Feuille de route 2024 : santé, éducation, agro-écologie

Si la santé demeure le socle, l’éducation figure déjà sur la feuille de route 2024. La Fondation finalise un programme de bourses destiné aux jeunes filles scientifiques. L’initiative sera lancée à Oyo, ville natale de Julia Bouya, afin de rappeler la force de l’exemple local.

Dans le même esprit, un centre de formation en agro-écologie est annoncé dans la Cuvette pour renforcer la résilience climatique des agricultrices. Les autorités départementales ont déjà attribué un terrain. La perspective d’une filière biologique congolaise séduit les marchés urbains en quête de produits responsables.

Traçabilité et rigueur pharmaceutique

Revenir aux dons pharmaceutiques, c’est rappeler l’importance cruciale de la planification. Chaque lot remis aux deux CSI comprend une fiche de traçabilité et un protocole d’utilisation. Les équipes pourront renseigner les codes barres dans la base de données nationale, gage de transparence et de suivi épidémiologique.

Femmes engagées, communautés renforcées

Pour les femmes rencontrées ce jour-là, le don a pris la forme d’un espoir concret. Thérèse, 27 ans, enceinte de sept mois, repart avec un carnet prénatal flambant neuf et une boîte d’acide folique. « Je me sens protégée », confie-t-elle, le regard lumineux malgré la fatigue.

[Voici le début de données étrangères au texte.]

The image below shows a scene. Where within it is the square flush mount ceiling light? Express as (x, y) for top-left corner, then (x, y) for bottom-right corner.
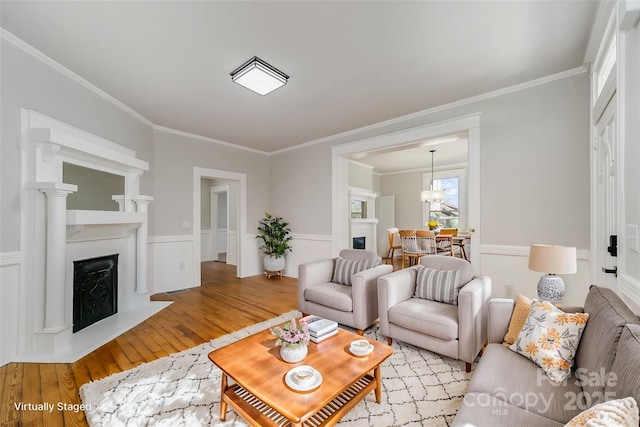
(231, 56), (289, 95)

Objectif production locale et seconde livraison

Au crépuscule, les cartons vides s’empilent. Reste la conviction collective que la solidarité féminine peut réparer bien des fractures. La Fondation Julia-Bouya annonce déjà un second acheminement avant décembre. Entre logistique médicale et chaleur humaine, une chaîne invisible continue de tresser la santé du Congo.

Les partenaires privés sont invités à rejoindre l’aventure. La Fondation entame un road-show auprès des laboratoires locaux pour garantir, à terme, une production générique made in Congo.